The quarterly Principal Financial Well-Being Index data showed 90% of respondents in a workplace plan have not decreased their contribution, taken out a loan or hardship withdrawal, or stopped contributing entirely.
A press release said 54% of retirees compared with last quarter (52%) could cover more than six months of living expenses with their emergency fund. Fifty-six percent of workers (up from 50% last quarter) and 69% of retirees (up from 67% last quarter) have an emergency fund.
Not surprisingly, the Principal poll also picked up an increase in job-security apprehension:
Forty-one percent of workers are concerned their company will reduce its number of employees in the next year (up from 25% last year).

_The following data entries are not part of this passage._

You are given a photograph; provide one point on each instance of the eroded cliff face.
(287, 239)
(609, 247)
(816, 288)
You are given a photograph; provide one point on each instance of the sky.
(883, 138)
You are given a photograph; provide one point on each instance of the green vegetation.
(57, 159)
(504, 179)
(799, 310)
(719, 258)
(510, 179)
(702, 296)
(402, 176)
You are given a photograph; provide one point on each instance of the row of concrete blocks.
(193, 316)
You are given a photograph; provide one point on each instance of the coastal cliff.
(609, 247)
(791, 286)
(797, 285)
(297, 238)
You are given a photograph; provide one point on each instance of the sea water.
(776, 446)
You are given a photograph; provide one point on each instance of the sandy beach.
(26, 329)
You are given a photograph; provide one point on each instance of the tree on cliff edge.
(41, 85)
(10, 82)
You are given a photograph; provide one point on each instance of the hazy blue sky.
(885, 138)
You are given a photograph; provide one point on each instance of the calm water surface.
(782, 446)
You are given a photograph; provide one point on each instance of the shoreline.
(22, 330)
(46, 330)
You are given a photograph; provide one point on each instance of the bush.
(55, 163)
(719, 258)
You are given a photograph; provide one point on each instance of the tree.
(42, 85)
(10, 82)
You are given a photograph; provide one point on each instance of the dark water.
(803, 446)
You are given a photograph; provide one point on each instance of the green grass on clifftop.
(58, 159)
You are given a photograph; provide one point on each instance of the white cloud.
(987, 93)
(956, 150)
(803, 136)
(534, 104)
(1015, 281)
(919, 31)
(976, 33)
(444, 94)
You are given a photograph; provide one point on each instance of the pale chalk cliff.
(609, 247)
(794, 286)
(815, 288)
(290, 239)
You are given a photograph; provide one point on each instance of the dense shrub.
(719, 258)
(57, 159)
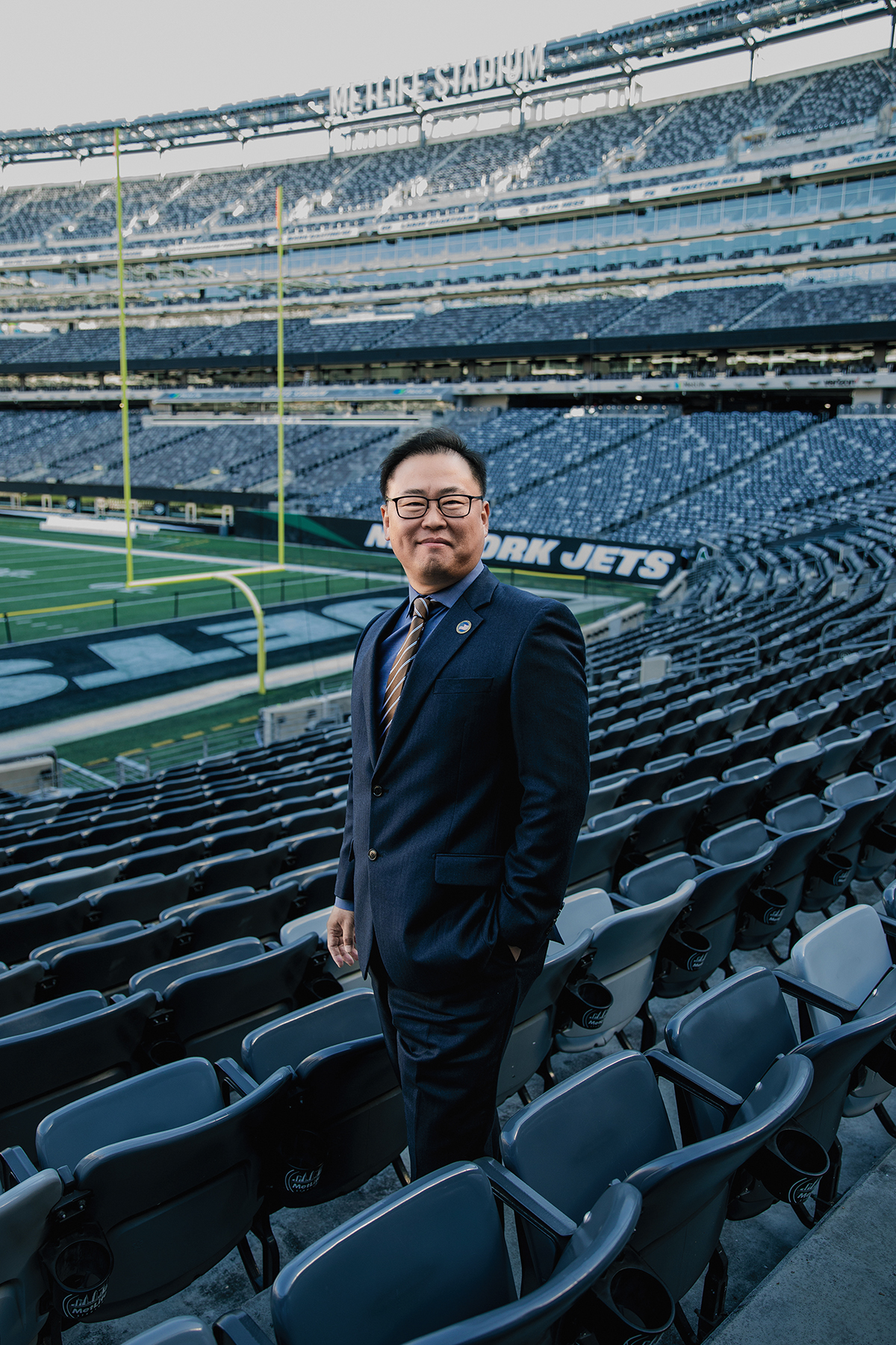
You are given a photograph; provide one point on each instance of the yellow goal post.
(228, 576)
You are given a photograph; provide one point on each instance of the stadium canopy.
(679, 37)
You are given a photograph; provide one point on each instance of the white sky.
(100, 60)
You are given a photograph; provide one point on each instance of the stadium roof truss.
(692, 34)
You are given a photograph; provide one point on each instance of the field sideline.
(50, 571)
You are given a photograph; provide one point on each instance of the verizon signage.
(518, 65)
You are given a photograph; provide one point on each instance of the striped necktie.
(404, 658)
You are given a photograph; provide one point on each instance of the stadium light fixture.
(231, 576)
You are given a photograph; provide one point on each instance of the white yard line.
(162, 706)
(231, 562)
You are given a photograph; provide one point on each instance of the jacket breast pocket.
(461, 685)
(470, 871)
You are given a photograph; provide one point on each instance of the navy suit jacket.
(461, 830)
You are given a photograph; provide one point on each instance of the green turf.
(92, 571)
(221, 724)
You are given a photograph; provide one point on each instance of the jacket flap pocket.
(470, 871)
(461, 685)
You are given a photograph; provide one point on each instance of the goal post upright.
(281, 521)
(233, 574)
(122, 369)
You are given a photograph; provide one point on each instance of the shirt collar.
(449, 596)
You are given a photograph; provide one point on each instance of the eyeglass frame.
(454, 495)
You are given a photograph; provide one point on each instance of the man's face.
(435, 552)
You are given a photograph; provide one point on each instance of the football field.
(54, 585)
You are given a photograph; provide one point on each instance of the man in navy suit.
(468, 786)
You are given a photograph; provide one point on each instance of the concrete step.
(839, 1285)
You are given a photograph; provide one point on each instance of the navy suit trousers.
(447, 1049)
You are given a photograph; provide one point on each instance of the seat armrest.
(15, 1168)
(694, 1081)
(233, 1078)
(528, 1204)
(240, 1329)
(889, 930)
(809, 994)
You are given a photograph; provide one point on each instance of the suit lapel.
(434, 654)
(365, 674)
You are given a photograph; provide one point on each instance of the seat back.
(214, 1010)
(167, 973)
(629, 936)
(658, 878)
(139, 898)
(847, 955)
(23, 1227)
(292, 1039)
(54, 1064)
(258, 915)
(583, 911)
(20, 931)
(419, 1261)
(732, 1034)
(731, 845)
(18, 987)
(174, 1175)
(685, 1195)
(99, 960)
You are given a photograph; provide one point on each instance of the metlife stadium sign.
(518, 65)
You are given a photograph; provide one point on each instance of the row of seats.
(132, 1200)
(691, 132)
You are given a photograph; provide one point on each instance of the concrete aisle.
(836, 1287)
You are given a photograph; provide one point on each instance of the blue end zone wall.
(50, 680)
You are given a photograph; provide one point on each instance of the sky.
(100, 60)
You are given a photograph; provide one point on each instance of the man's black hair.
(432, 441)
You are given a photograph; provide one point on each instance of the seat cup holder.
(828, 877)
(78, 1266)
(790, 1165)
(879, 849)
(630, 1308)
(587, 1002)
(766, 904)
(686, 948)
(305, 1157)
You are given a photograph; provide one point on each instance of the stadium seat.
(174, 1175)
(139, 898)
(849, 957)
(599, 846)
(346, 1121)
(236, 915)
(431, 1262)
(25, 1226)
(105, 958)
(529, 1048)
(47, 1067)
(211, 1000)
(236, 868)
(620, 965)
(609, 1123)
(735, 1034)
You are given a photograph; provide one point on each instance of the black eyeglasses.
(416, 506)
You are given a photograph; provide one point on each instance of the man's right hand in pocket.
(340, 938)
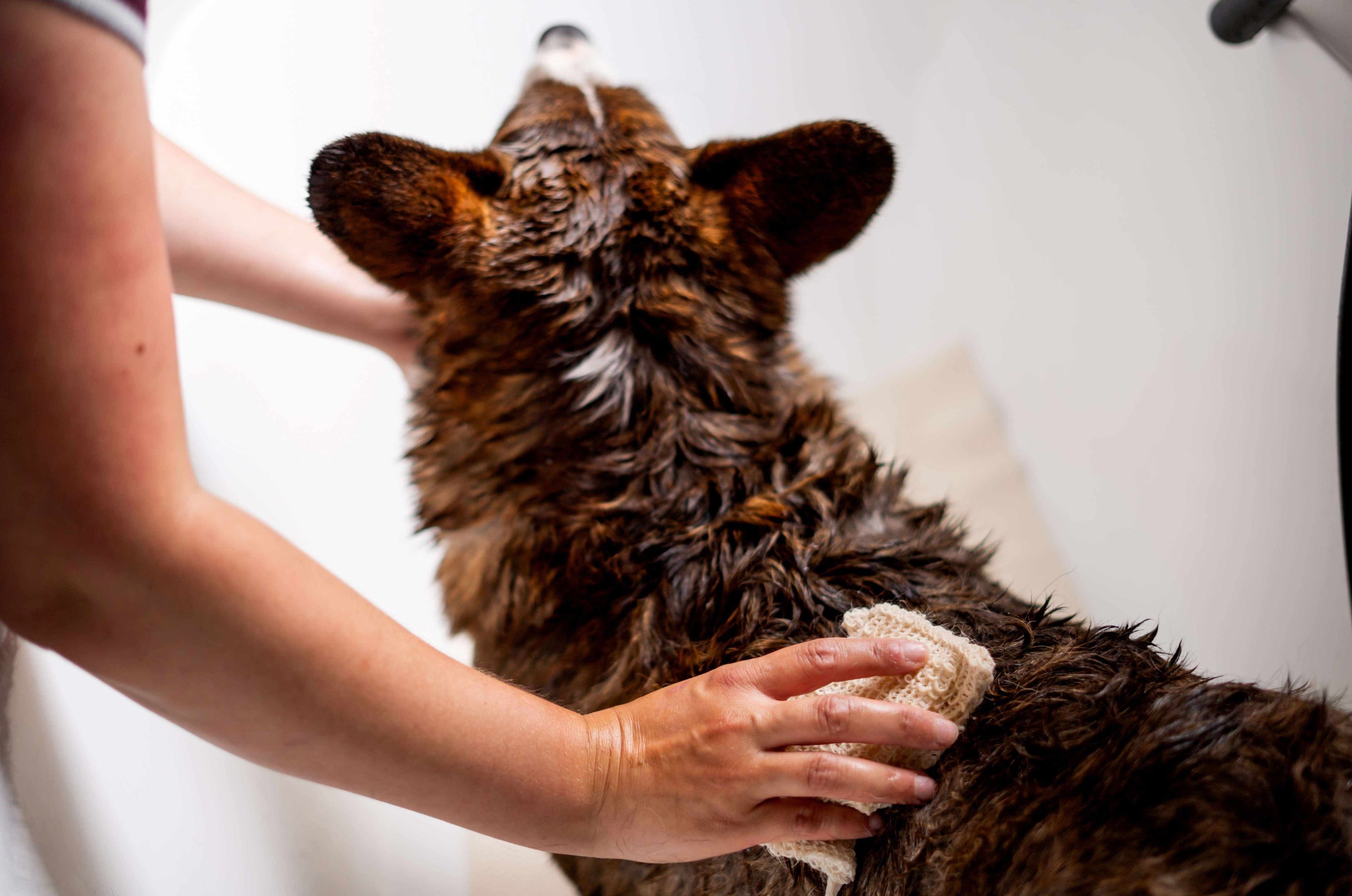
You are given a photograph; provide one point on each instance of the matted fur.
(637, 479)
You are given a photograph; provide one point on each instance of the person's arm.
(113, 556)
(230, 247)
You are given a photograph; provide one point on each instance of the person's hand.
(393, 328)
(698, 769)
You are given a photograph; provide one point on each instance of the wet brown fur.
(637, 479)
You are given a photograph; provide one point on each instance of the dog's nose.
(567, 56)
(562, 36)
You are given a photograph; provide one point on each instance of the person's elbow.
(72, 564)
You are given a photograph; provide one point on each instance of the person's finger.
(829, 776)
(840, 718)
(801, 819)
(801, 668)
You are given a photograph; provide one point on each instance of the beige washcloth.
(952, 684)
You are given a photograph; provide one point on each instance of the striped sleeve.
(125, 18)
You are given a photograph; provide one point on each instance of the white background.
(1136, 230)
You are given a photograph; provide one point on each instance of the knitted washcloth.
(952, 683)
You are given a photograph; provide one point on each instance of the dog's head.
(589, 248)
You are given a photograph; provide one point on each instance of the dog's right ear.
(398, 207)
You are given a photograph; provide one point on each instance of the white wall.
(1136, 230)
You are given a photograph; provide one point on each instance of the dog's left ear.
(804, 194)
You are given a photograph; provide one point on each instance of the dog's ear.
(398, 207)
(802, 194)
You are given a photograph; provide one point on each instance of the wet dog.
(637, 479)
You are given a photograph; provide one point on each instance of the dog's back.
(637, 480)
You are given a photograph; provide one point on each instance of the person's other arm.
(230, 247)
(113, 556)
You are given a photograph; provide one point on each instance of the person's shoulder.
(125, 18)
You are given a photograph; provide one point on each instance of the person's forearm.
(224, 627)
(230, 247)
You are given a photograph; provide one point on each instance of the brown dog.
(637, 479)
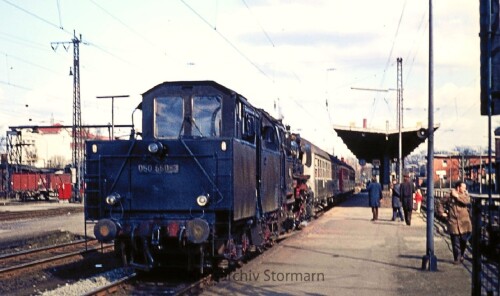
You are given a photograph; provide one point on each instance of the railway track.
(41, 257)
(20, 215)
(134, 285)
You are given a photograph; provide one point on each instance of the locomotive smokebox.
(105, 230)
(197, 231)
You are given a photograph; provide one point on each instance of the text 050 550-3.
(158, 168)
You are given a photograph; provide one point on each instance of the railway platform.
(344, 253)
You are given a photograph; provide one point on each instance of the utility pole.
(400, 117)
(77, 113)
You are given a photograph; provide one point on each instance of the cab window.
(169, 115)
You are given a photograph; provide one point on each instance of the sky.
(306, 61)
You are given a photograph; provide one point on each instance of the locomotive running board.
(203, 170)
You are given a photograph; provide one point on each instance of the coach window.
(169, 114)
(207, 116)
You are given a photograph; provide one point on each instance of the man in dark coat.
(396, 203)
(374, 196)
(407, 190)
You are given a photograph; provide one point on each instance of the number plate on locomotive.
(158, 168)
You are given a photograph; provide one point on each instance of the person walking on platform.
(374, 197)
(418, 200)
(459, 224)
(407, 189)
(396, 202)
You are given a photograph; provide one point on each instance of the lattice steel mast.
(77, 115)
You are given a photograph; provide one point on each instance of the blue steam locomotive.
(210, 180)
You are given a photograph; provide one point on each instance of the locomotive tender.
(211, 180)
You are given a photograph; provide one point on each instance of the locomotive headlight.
(155, 148)
(202, 200)
(113, 198)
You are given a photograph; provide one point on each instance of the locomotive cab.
(205, 181)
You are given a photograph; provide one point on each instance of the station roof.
(369, 144)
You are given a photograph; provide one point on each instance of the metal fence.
(485, 246)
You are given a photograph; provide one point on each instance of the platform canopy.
(369, 144)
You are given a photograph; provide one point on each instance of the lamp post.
(429, 260)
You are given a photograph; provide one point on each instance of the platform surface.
(344, 253)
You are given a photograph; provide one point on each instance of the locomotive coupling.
(105, 230)
(113, 198)
(202, 200)
(197, 231)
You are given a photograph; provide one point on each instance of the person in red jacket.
(418, 200)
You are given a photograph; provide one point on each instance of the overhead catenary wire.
(227, 40)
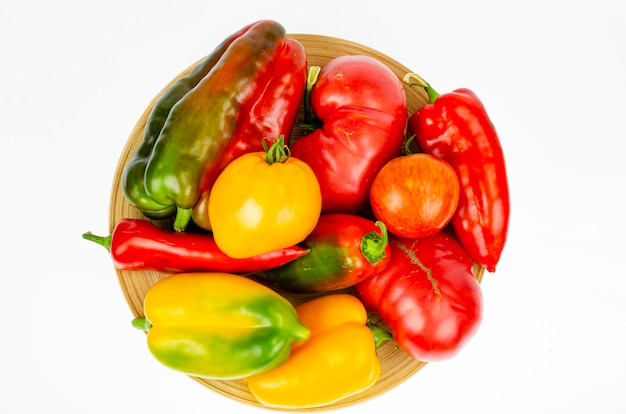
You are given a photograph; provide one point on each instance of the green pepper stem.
(380, 335)
(413, 79)
(278, 152)
(142, 324)
(104, 241)
(183, 216)
(312, 74)
(373, 245)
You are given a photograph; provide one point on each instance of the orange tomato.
(415, 195)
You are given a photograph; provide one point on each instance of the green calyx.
(373, 245)
(413, 79)
(380, 335)
(278, 152)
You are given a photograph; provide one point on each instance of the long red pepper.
(456, 128)
(137, 244)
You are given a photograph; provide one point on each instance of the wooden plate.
(397, 366)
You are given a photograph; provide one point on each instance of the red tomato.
(361, 104)
(415, 195)
(427, 295)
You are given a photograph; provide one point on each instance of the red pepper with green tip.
(427, 295)
(137, 244)
(456, 128)
(345, 249)
(182, 163)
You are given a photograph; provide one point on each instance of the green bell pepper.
(169, 173)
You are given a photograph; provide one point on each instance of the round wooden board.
(397, 366)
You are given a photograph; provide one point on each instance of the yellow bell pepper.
(218, 325)
(337, 360)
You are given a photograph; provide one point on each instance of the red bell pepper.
(456, 128)
(140, 245)
(344, 250)
(427, 295)
(270, 115)
(362, 108)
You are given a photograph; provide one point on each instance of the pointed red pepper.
(137, 244)
(456, 128)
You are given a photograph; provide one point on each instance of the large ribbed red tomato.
(415, 195)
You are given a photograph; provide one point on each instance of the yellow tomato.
(263, 202)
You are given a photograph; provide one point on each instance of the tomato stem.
(278, 152)
(373, 245)
(413, 79)
(407, 145)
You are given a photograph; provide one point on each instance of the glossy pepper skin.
(427, 295)
(337, 360)
(268, 116)
(218, 325)
(188, 152)
(137, 244)
(344, 249)
(133, 184)
(455, 127)
(362, 108)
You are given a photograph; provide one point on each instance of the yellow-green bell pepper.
(218, 325)
(338, 359)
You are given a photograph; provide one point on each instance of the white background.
(76, 75)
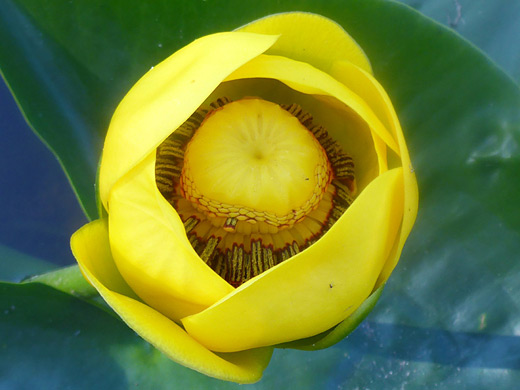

Ten percent of workers are concerned their company will go out of business in the next year (up from 6% last year);
Less than half of workers (44%) said they have no concerns about the future of their company (down from 53% last year);
Thirty-six percent of workers indicated they are considering taking on a second job to make ends meet during the economic slowdown and rising costs.
“The findings paint the real story of how Main Street America is reacting to this uncertain economy,” said Dan Houston, president of Retirement and Investor Services at the Principal Financial Group, in the news release. “At times like these, cooler heads prevail.”
The survey indicates that Americans continue to reduce spending because of current economic conditions. Two-thirds of workers and nearly six out of 10 retirees (59%) said they have reduced their overall spending during the past two months.
Among workers and retirees who said they are on a monthly budget, more than six out of 10 (64% and 63%, respectively) made adjustments because of fear over the economy, job stability, or rising prices.
The Index surveys both American workers at growing businesses with 10 to 1,000 employees and retired Americans. It was conducted online within the United States by Harris Interactive between October 22 and October 29, among 1,179 employees and 625 retirees.